For the bloody effect, tubes were run behind Turkel’s ears, and as Hauer (on his first day on set) began squeezing his face, makeup artist Marvin G. Westmore pumped fake blood through the tubes. (The crew had created a prosthetic dummy head of Turkel, but it was never used onscreen. It would find a home in the office of visual effects maestro Douglas Trumbull.)
20th Century Fox/Photofest
Born on July 15, 1927, Turkel got started on his film career in the late 1940s, appearing in film noirs including City Across the River (1949), The Glass Wall (1953), Duffy of San Quentin (1954), The Human Jungle (1954) and The Naked Street (1955); in war films like Halls of Montezuma and Fixed Bayonets!, both from 1951; and in such comedies as Down Among the Sheltering Palms (1952) and A Slight Case of Larceny (1953).
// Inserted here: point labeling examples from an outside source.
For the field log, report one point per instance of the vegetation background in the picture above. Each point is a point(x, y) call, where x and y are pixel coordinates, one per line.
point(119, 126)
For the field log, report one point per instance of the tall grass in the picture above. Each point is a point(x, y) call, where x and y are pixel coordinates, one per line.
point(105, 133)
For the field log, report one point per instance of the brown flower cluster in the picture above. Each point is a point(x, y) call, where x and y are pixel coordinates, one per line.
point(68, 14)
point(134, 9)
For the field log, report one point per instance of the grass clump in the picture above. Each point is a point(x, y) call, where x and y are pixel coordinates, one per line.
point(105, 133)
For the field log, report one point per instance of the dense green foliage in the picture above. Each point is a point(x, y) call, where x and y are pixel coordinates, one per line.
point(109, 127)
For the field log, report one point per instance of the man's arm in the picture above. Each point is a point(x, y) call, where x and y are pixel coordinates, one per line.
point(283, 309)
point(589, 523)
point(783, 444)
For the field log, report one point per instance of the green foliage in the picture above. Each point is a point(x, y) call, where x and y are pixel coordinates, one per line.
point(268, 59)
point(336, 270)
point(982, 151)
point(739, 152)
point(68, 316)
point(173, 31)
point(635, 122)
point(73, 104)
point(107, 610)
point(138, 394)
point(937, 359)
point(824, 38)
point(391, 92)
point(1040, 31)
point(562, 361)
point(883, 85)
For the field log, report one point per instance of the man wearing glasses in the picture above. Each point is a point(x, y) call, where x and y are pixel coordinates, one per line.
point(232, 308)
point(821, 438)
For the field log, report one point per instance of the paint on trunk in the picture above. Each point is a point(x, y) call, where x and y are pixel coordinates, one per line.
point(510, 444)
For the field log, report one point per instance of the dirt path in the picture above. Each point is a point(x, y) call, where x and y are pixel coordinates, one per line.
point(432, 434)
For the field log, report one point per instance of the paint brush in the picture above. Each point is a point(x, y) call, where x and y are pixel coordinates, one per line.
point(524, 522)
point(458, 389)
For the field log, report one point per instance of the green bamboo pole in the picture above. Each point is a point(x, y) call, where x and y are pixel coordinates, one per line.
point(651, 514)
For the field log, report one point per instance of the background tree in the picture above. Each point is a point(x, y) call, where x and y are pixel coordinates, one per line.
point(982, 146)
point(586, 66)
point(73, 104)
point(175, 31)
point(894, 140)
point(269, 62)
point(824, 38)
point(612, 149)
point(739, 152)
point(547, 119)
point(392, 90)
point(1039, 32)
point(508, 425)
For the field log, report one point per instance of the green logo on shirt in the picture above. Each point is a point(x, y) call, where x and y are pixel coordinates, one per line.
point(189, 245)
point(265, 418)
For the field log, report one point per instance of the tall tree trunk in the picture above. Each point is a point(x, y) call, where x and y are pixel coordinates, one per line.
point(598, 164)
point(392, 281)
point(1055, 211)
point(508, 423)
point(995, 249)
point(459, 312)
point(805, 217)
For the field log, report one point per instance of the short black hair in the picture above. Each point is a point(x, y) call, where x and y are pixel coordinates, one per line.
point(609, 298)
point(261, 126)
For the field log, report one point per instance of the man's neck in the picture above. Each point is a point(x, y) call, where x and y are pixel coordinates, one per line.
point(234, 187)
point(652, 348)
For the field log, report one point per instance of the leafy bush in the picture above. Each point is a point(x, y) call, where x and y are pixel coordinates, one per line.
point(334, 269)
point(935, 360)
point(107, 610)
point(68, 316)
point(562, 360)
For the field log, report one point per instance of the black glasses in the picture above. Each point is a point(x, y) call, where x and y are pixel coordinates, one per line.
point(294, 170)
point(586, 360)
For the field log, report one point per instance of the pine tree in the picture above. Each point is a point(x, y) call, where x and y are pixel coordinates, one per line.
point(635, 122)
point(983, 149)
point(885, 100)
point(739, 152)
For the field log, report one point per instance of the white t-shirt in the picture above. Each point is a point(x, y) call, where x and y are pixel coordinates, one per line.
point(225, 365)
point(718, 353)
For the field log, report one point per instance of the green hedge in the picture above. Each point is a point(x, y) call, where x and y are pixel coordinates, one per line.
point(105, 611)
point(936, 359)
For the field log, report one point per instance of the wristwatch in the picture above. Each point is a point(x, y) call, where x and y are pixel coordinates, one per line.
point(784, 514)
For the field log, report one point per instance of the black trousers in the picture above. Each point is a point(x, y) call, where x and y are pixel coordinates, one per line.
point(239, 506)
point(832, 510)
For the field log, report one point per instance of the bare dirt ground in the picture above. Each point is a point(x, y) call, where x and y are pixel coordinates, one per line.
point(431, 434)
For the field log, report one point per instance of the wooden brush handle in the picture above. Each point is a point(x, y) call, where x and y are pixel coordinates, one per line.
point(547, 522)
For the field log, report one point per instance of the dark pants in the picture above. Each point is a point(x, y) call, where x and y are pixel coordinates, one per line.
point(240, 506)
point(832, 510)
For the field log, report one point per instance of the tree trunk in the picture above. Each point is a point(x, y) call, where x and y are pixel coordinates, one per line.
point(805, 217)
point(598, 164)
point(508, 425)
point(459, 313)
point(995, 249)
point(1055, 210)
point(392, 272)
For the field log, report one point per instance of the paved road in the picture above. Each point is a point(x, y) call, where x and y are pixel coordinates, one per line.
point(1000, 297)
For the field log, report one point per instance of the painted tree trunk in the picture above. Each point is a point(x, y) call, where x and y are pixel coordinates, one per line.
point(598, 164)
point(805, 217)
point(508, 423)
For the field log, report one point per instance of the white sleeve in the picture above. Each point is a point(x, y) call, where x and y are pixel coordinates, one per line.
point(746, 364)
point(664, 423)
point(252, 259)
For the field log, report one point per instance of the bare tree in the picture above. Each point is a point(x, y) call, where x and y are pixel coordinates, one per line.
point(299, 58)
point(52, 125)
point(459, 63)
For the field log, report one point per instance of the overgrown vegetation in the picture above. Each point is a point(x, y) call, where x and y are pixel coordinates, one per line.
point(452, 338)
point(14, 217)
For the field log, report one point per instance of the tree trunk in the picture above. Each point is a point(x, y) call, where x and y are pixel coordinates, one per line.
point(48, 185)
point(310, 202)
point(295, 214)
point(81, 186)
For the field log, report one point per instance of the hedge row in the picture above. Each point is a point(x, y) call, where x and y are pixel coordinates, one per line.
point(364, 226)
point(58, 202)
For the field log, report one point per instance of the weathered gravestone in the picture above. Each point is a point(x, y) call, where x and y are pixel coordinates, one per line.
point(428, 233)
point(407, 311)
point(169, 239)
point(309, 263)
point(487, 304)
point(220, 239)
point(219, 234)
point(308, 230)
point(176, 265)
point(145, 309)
He played the crime cousin Chuck Darrow in The Bonnie Parker Story (1958), the sheriff in Gordon’s Valley of the Giants (1965) and a detective in Wise’s The Hindenburg (1975).
On television, he could be seen on Boston Blackie, Public Defender, The Lone Ranger, The Lineup, Bonanza, The Untouchables, Tales From the Darkside and Miami Vice.
His final film appearance came in 1990 in The Dark Side of the Moon, and he reprised his role of Tyrell, in voice only, for a 1997 Blade Runner video game.
Just before his death, Turkel completed a memoir titled The Misery of Success, which the family plans to publish this year.
Survivors include his sons, Craig and Robert; daughters-in-law Annie and Casilde; brother David; and grandchildren Ben and Sarah. Those wishing to attend his funeral at Hollywood Forever Cemetery are asked to email JosephTurkel1927@gmail.com.
In Dennis Fischer’s 2000 book Science Fiction Film Directors, Turkel recalled asking Kubrick why he called for a 17th take of an actor simply walking down a corridor. “I’ve worked four years preparing this film, I want it fucking perfect,” was his reply.
On Paths of Glory, Turkel witnessed Adolphe Menjou getting frustrated with the constant reshooting of a lengthy and wordy scene he had with George Macready.
“Mr. Kubrick, when are you going to say cut and print?” he remembered Menjou yelling at Kubrick. “I broke in with Charlie Chaplin, who gave me my start, but never have I been put under such pressure as you are putting us under now.”
But Kubrick continued with more retakes. When shooting wrapped, Turkel asked the director which take he would use in the film. “The very first one after the screaming,” Kubrick said. “There was a certain tone to his voice that matched the fucking scene that appeared only in the first take after the anger.”